At its most basic, water intoxication occurs when a person drinks so much water that the other nutrients in the body become diluted to the point that they can no longer do their jobs. You've probably heard the term electrolyte before. Many sports drinks provide electrolytes in addition to fluids. Electrolytes are simply salt ions, atoms with an overall positive or negative charge. Cells use electrolytes to move fluids and nerve messages into and out of cells and throughout the body. Without electrolytes, the body can't function. Water intoxication causes an electrolyte imbalance. This imbalance affects concentrations of the ion sodium, and it leads to a condition called hyponatremia.

In cases of water intoxication, it is extreme hyponatremia that can ultimately cause coma and death. If it's caught early, treatment with IV fluids containing electrolytes can lead to a complete recovery. But, if left untreated, hyponatremia is fatal. Water intoxication is basically one form of hyponatremia. The condition can also be caused by excessive sweating, prolonged dehydration and other diseases and conditions.

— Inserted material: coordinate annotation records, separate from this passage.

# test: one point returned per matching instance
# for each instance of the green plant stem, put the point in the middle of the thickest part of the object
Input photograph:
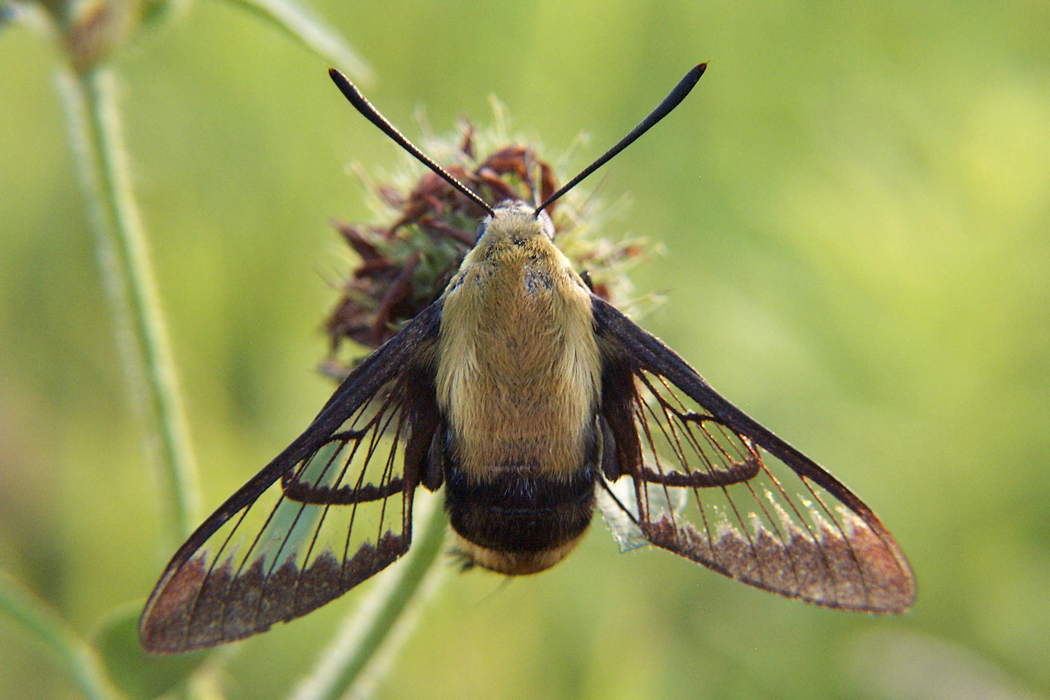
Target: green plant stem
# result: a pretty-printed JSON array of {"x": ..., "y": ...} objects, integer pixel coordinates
[
  {"x": 95, "y": 128},
  {"x": 298, "y": 23},
  {"x": 37, "y": 619},
  {"x": 372, "y": 632}
]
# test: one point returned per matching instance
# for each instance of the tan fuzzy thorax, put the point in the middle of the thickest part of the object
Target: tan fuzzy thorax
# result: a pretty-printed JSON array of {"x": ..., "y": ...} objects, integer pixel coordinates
[{"x": 518, "y": 364}]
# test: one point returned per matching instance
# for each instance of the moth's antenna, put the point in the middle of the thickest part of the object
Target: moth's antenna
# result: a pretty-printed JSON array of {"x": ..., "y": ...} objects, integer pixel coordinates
[
  {"x": 370, "y": 112},
  {"x": 663, "y": 109}
]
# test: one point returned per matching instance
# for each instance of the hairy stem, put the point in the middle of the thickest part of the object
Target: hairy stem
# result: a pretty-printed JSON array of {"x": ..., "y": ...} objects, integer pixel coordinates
[
  {"x": 95, "y": 130},
  {"x": 40, "y": 622}
]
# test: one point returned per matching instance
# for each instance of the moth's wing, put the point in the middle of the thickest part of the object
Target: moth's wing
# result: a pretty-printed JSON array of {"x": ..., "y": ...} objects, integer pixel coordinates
[
  {"x": 714, "y": 486},
  {"x": 331, "y": 510}
]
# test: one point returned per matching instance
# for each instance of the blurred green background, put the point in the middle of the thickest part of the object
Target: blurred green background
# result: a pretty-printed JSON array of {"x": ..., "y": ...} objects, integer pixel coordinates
[{"x": 856, "y": 205}]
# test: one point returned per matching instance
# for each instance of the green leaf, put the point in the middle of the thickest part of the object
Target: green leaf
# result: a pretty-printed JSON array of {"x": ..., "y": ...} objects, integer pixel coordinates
[{"x": 301, "y": 25}]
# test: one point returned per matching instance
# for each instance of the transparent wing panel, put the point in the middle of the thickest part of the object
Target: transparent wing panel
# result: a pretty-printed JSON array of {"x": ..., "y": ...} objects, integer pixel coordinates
[{"x": 750, "y": 516}]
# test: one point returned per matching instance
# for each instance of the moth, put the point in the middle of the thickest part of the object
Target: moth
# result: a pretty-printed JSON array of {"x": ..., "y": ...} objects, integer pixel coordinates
[{"x": 527, "y": 398}]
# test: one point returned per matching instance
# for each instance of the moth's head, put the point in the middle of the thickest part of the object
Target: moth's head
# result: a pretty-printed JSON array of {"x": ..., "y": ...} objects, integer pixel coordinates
[{"x": 516, "y": 219}]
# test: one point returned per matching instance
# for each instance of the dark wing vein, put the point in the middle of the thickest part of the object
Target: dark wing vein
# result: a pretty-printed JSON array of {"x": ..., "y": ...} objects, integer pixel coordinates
[{"x": 738, "y": 499}]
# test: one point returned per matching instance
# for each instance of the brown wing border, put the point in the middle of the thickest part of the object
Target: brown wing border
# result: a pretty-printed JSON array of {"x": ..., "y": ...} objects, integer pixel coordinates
[
  {"x": 184, "y": 577},
  {"x": 634, "y": 349}
]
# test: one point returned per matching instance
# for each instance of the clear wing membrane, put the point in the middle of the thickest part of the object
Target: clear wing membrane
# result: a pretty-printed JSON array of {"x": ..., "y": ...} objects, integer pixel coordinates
[
  {"x": 747, "y": 504},
  {"x": 329, "y": 512}
]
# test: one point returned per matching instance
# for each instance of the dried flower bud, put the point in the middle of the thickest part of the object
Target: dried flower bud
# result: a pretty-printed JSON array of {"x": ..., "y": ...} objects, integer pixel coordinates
[{"x": 405, "y": 264}]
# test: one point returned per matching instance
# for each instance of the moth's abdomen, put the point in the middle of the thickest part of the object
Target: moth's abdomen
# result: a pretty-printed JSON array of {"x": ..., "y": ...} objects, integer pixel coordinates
[{"x": 519, "y": 522}]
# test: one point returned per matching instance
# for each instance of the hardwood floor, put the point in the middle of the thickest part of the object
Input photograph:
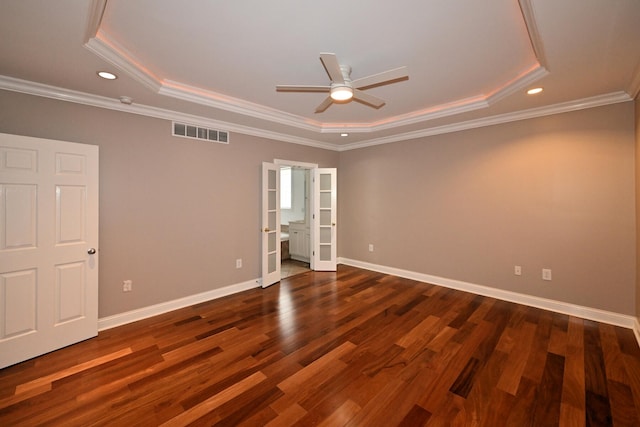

So, what exactly happens when someone dies of hyponatremia as a result of water intoxication? The severe sodium imbalance causes massive cell damage. Sodium is a positively charged ion, and its role in the body is to circulate the fluids outside of cells. As a result, sodium helps regulate blood pressure and maintain the signals that let muscles operate properly, among other things. Cells actively maintain a precise sodium concentration in the body. Inside the cell, there are more electrolytes; outside the cell, there is more water. Cells keep sodium levels healthy by moving water and electrolytes into and out of the cell to either dilute or increase sodium levels in body fluids. But when someone drinks a tremendous amount of water in a short period of time, and the water does not contain any added electrolytes, the cellular maintenance system can't handle the level of sodium dilution that occurs.

The result is that cells desperately try to increase the sodium concentration in body fluids by taking in tremendous amounts of water. Some cells can swell a great deal; others cannot. Brain cells, which are packed tightly inside the skull, can end up bursting with the pressure of the water they are taking in.

The exact amount of water you would have to consume to suffer from water intoxication is unknown. It varies with each individual. Symptoms of water intoxication include nausea, headache, muscle weakness and convulsions. In severe cases, coma and death come fairly quickly as a result of brain swelling. The condition is quite rare in the general population, but in distance athletics, it's a known risk. Athletes try to avoid it by drinking sports drinks instead of water during training and events.